I don't follow you at all – you have identified no action, or distance in your example.
When i say i'm worried about scary action at a distance, i'm talking about editing some thing A in a config file, and having it result in changed behavior (action) in things B, C and D that do not directly refer to A in any way (distance). Further more these changes in behavior are silent (thus scary).
If I have <fieldType name="A"/> and much later in the config <field name="B" type="A"/> the editing A results in and action on B at a distance – but this should not suprise me at all because B explicitly refrences A.
Having a global <luceneMatchVersion/> tag that affects the behavior of a variety of different things when it's modified leads to situations where people might change that value triggering changes in many components w/o a clear idea of what might have changed – so they don't even know what things they should focus on testing for correctness after makign that change.
The existing <schema version="X"/> property also leads to action at a distance type situations – but that is a lot less scary to me because at least with it there is a uniform set of changes to all schema objects between any two versions, so it's easy to document what cahnges when you go from 1.1 to 1.2, or 1.2 to 1.3 ... but with luceneMatchVersion the potential changes are unique to every individual Class that cares about it.
If this is really your concern, then i have an alternative i propose.
- No default anywhere, not even in the code
- Version is mandatory if the thing requires it
This is something Uwe and i both discussed in previous comments...
...as i said: i'm fine with this idea in theory – as a long term plan – but there has to be a gradual migration process for people. ie: it can be required on certain objects in a future release, but for at least the next release it needs to be possible to not specify the luceneMatchVersion on all of these objects, and when people use them w/o specifying, they can log big fat warnings on initi that it is defaulting to 2.4, and they should set the property explicitly if that's what they want.
I still do not want it in schema.xml, as Version is a global Lucene thing!
Uwe: I think you are missunderstanding the reason for a distinction between solrconfig.xml and schema.xml in Solr. If (for hte sake of argument) luceneMatchVersion really should be a "global Lucene thing" then that is precisely why it should be in schema.xml.
schema.xml is for configuration that is inheriently part of the index, and must be consistent regardless of who/how/why that index is being used. solrconfig.xml is where settings are put that are specific to how a a particular instance of an index is being used. If a setting is in solrconfig.xml, then it should to be possible for that setting to be completley different on differnet solr instances that use the exact same schema.xml – even if they use cloned copies of the same index directory. (ie: master/slave distinctions in replication; peer slaves with distinct handler/cache settings to serve distinct use cases; etc...)
That's the reason why nothing that hangs off of IndexSchema is currently allowed to be SolrCoreAware, or get access to the SolrConfig object (and the SolrResourceLoader abstraction was created) ... nothing about the SolrCore "instance" should be allowed to influence the resulting index, because that index may later be used on a differnet instance with a different config.
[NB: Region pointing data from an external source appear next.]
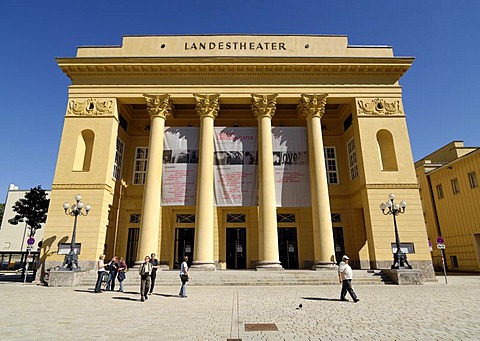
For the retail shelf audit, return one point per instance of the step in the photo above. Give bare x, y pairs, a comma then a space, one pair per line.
247, 277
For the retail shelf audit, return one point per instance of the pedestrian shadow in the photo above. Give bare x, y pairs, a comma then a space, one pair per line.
166, 295
126, 298
87, 291
322, 299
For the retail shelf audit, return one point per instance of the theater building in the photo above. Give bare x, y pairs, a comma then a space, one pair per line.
240, 151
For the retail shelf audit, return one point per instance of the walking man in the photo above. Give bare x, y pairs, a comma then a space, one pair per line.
155, 266
145, 272
345, 275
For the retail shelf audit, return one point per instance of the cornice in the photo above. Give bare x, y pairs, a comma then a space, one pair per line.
215, 67
83, 186
393, 186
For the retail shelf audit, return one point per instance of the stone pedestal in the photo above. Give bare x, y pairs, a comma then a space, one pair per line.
404, 276
65, 278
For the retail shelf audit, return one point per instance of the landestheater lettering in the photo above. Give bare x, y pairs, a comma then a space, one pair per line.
235, 45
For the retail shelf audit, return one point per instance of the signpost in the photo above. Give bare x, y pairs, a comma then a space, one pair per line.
441, 247
30, 242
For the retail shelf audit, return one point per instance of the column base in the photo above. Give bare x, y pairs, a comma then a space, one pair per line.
268, 266
322, 265
203, 266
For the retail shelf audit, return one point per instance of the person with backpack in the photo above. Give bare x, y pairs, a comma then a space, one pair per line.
145, 271
122, 268
112, 274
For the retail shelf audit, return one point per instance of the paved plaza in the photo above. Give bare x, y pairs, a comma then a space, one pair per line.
433, 311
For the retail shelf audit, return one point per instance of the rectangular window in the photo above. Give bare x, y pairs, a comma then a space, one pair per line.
455, 186
186, 218
352, 159
135, 218
440, 191
140, 167
331, 164
117, 163
336, 218
236, 218
454, 262
285, 217
472, 178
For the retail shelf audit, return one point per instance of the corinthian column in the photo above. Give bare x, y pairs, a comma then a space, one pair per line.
207, 107
263, 107
312, 107
159, 107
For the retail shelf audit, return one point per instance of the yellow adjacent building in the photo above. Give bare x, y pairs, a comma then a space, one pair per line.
240, 151
450, 195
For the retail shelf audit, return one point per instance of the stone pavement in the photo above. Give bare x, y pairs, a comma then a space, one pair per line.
433, 311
As i mentioned before: solrconfig.xml can depend on schema.xml, but schema.xml can not depend on solrconfig.xml
So if a global luceneMatchVersion can affect the behavior of an analyzer or FieldType in a way that is "persisted" as part of hte index – and other classes (like QueryParser in Robert's example) need to make sure to use the same luceneMatchVersion to behave correctly with that index, then that setting needs to be in the schema.xml so it is consistent no matter how/where that index and schema.xml file are used.
Does that make sense?
I'd still like to clarify this whole issue of wether "Lucene-Java", as a project, has an expectation that client applications will always use a consistent value for Version when constructing objects that interact with an index, as Robert alluded to in a previous comment...
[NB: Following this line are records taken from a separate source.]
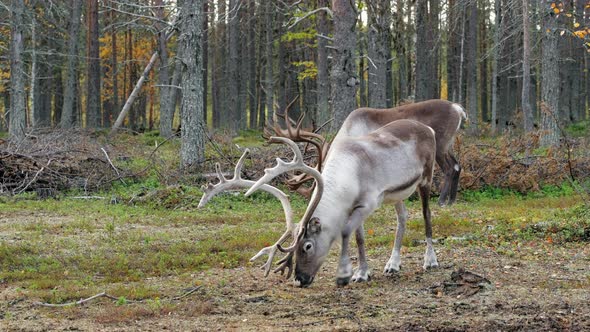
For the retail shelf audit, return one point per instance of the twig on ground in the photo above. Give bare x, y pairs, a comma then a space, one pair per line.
69, 304
87, 197
34, 177
350, 316
113, 166
188, 292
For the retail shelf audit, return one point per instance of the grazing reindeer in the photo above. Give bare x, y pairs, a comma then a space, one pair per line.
389, 163
442, 116
237, 183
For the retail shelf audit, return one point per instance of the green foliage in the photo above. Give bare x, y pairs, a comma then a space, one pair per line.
305, 35
249, 138
310, 70
487, 193
579, 129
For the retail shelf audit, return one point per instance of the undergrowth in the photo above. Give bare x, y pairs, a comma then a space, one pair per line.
148, 226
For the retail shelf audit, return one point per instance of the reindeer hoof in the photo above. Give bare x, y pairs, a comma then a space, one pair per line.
341, 282
430, 266
361, 276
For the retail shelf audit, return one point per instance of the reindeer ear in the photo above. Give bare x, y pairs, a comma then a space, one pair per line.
314, 225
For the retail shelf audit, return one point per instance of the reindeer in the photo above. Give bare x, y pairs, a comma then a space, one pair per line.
236, 183
360, 172
441, 115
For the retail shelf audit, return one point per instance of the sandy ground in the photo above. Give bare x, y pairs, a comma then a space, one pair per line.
540, 290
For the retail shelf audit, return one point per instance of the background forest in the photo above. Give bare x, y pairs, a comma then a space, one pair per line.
76, 63
114, 113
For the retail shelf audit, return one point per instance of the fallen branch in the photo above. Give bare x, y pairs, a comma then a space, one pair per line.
111, 297
34, 177
69, 304
113, 166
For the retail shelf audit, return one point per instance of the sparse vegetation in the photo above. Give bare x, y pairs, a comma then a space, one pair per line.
144, 240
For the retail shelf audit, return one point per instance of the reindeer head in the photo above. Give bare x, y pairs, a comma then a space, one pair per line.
311, 251
312, 244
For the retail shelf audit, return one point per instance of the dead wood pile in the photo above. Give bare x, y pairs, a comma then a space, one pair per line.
520, 164
51, 161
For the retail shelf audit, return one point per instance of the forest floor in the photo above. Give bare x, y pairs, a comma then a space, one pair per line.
176, 268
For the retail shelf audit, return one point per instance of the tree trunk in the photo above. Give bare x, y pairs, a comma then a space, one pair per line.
192, 149
379, 51
426, 49
261, 63
58, 94
205, 14
526, 70
400, 48
17, 126
252, 100
483, 68
93, 116
164, 75
565, 64
550, 86
269, 84
343, 75
114, 68
69, 107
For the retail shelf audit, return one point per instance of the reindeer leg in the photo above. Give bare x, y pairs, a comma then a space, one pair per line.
394, 263
446, 168
355, 221
429, 256
362, 273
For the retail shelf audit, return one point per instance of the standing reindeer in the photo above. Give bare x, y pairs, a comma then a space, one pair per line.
389, 163
443, 116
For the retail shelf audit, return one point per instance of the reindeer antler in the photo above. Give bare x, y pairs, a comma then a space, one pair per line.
238, 183
296, 164
297, 134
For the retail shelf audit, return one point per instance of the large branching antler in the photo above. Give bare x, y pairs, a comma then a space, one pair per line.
296, 164
238, 183
298, 134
I don't think Version is intended so you can use X.Y on this part and Y.Z on this part
This was not my impression when Version was added – but i freely admit I wasn' paying that much attention.
In Uwe's comment he implied (but didn't actually state) that he concurred with Robert...
...Version is a global Lucene thing...
Iff that expectation really is true in Lucnee-Java, and iff there really is an expectation that using multiple Version values withing Solr is likely to cause people problems as objects interact, then it seems to be that it be a very bad idea to offer to any sort of out of the box support for per object overriding of luceneMatchVersion in our solrconfig.xml/schema.xml.
i know, i know ... this is a complete 180 from my previous claim that we should only have per object configuration – a claim that i still stand behind if Lucene-Java "supports" applications using multiple values of Version, but if that is not considered "supported" and if changes are actively being made in Lucene-Java that explicitly assume consistent Version usage, then I'm not convinced it owuld be a good idea to enable people to tweak things in that way. Anyone who understands the underlying Java code enough to appreciate the nuances of using A.B in one place and X.Y in another place can write their own Factory that looks at a luceneMatchVersion nit param – the out of hte box ones should stick with the global setting.
BUT!!!!! ... those are Big "IFFs" ...
- Uwe: do you concur with Robert?
- Are there any threads/docs about the expecations of Version homo/hetero-genousness in Lucene-Java?